Giter Club home page Giter Club logo

pg_search's Introduction

Supabase Search

A Postgres extension for searching:

  • Full text search: regular text search using Postgres Full Text Search.
  • Semantic search: similarity search using pgvector
  • Autocomplete (TBD): a list of terms that is preloaded into your app for autocomplete. Uses pgtrgm.

When a user performs a query their query is stored in a queries table for analysis and retrieval.

Getting started

  1. Fork this repo
  2. Run cp .env.sample > .env and fill in the relevant production secrets.
  3. Run supabase db push && supabase functions deploy
  4. Add the GitHub action ingest your docs on every PR.

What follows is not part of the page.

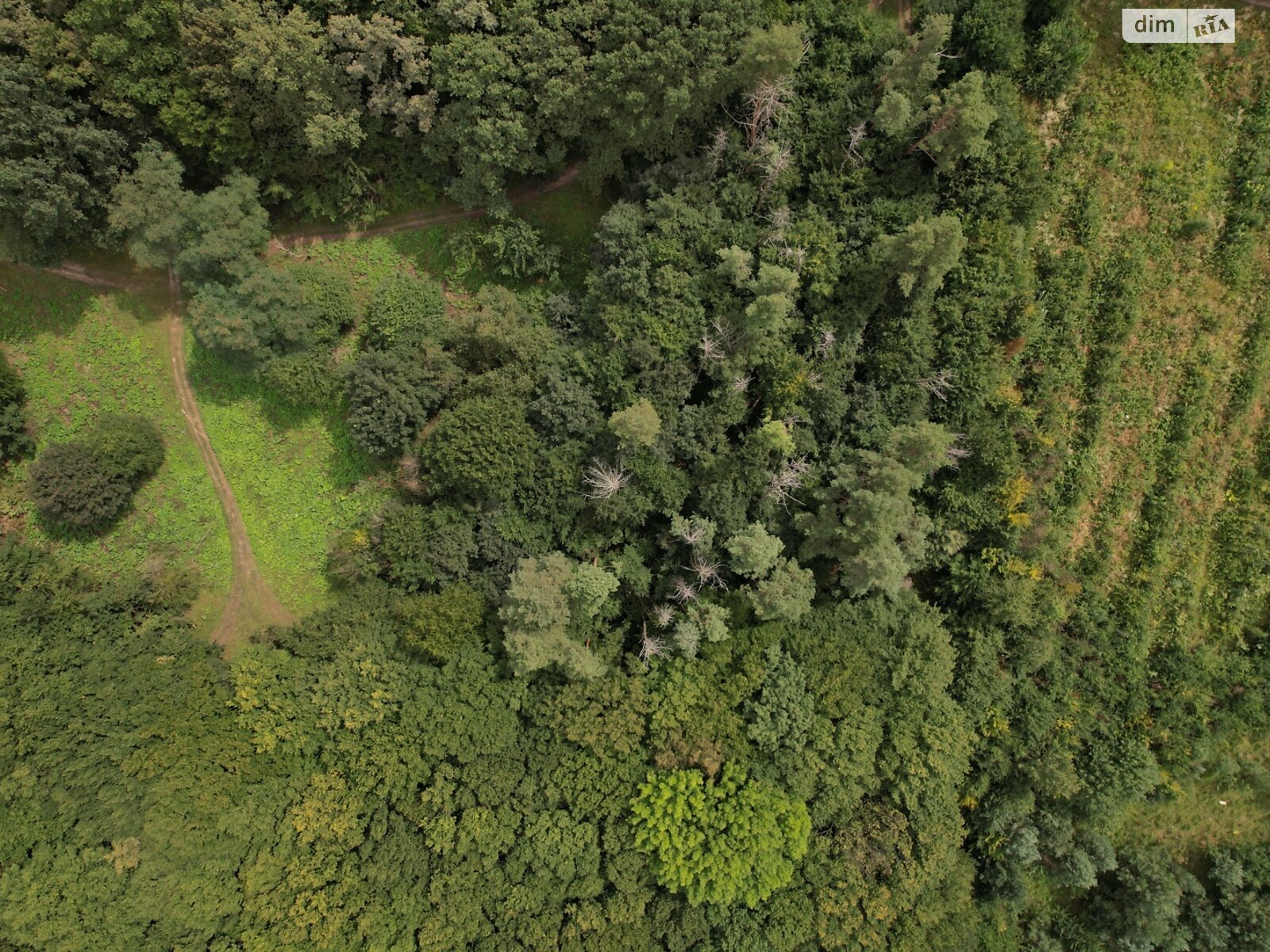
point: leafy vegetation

Note: we recommend that you don't break the fork, then you can pull the latest updates at any time"

Updating:

  1. git fetch upstream
  2. git checkout main
  3. git merge upstream/main
  4. supabase db push && supabase functions deploy

Concepts

There are 2 important concepts:

  1. Documents: stores important context about the documents, usually webpage information.
  2. Spans: chunks of searchable content.

Imagine you have a website with the following pages and sections

  • developer.mozilla.org/intro <- Context
    • "What is MDN?" <- Document
    • "How to use it?" <- Document
  • developer.mozilla.org/getting-started <- Context
    • "Installing important tools" <- Document
    • "Updating your toole" <- Document

In this example, each section within the webpage is a document, and every document belongs to some context (the webpage). Storing sections in separate rows makes the search functionality more accurate and faster.

Usage: Search

The search functions retrieve relevant documents.

Text search

Text search works like a regular search (similar to Google).

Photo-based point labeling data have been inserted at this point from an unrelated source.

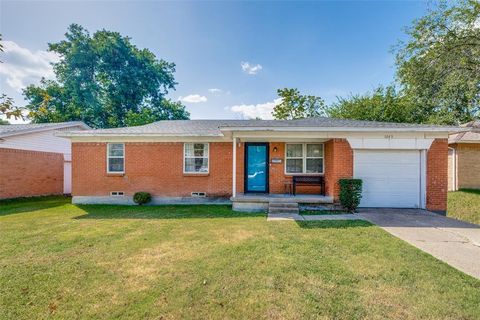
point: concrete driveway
(452, 241)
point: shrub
(142, 198)
(350, 193)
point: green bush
(142, 198)
(350, 193)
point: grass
(207, 262)
(322, 212)
(464, 205)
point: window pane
(115, 164)
(196, 165)
(314, 165)
(314, 150)
(294, 165)
(188, 149)
(294, 150)
(115, 149)
(199, 150)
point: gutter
(28, 131)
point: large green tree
(439, 65)
(383, 104)
(106, 81)
(8, 109)
(297, 106)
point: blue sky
(231, 57)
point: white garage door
(391, 178)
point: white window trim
(304, 160)
(116, 157)
(207, 157)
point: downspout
(234, 167)
(454, 168)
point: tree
(297, 106)
(7, 106)
(384, 104)
(105, 81)
(439, 65)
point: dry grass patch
(207, 262)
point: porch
(261, 202)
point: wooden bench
(309, 181)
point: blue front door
(256, 167)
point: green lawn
(207, 262)
(464, 205)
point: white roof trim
(40, 129)
(347, 129)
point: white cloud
(252, 111)
(193, 98)
(250, 68)
(22, 67)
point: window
(304, 158)
(195, 158)
(115, 158)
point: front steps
(282, 207)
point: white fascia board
(139, 138)
(73, 124)
(343, 129)
(125, 134)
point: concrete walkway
(320, 217)
(452, 241)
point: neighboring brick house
(464, 158)
(33, 161)
(252, 161)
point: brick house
(33, 161)
(252, 161)
(464, 158)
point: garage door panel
(391, 178)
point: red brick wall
(437, 175)
(277, 172)
(153, 167)
(339, 164)
(158, 168)
(30, 173)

const { data } = supabase.rpc('text_search', {
    query: 'some query string',
    rows: 10 // defaults to 10 results returned at a time
})

Semantic search

Semantic search works is useful for similarity search.

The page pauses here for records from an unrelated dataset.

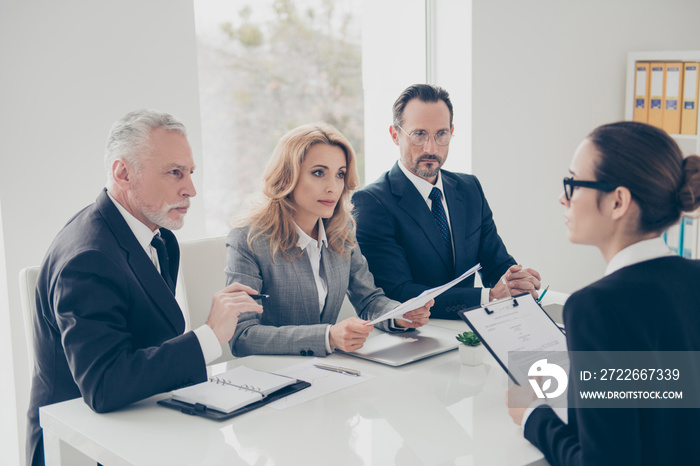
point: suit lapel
(411, 202)
(141, 264)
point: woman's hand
(349, 334)
(418, 317)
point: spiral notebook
(232, 393)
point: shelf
(689, 144)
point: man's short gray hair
(129, 137)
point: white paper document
(322, 382)
(424, 297)
(521, 328)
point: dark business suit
(107, 326)
(401, 241)
(649, 306)
(291, 322)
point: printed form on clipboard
(517, 324)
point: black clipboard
(199, 409)
(493, 308)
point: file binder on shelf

const { data } = supabase.rpc('similarity_search', {
    embedding, // You can supply an embedding to this function
    rows: 10, // defaults to 10 results returned at a time
    threshold: 0.7 // the similarity threshold. Higher is more similar
})

Every search query is stored in a table and can be analyzed later to improve performance.

Usage: Storing & Indexing Documents

You can also run this processing manually.

Checksums are used to verify when content has changed. It's expensive to re-index your content often, so if the checksum hasn't changed then you can skip any updates.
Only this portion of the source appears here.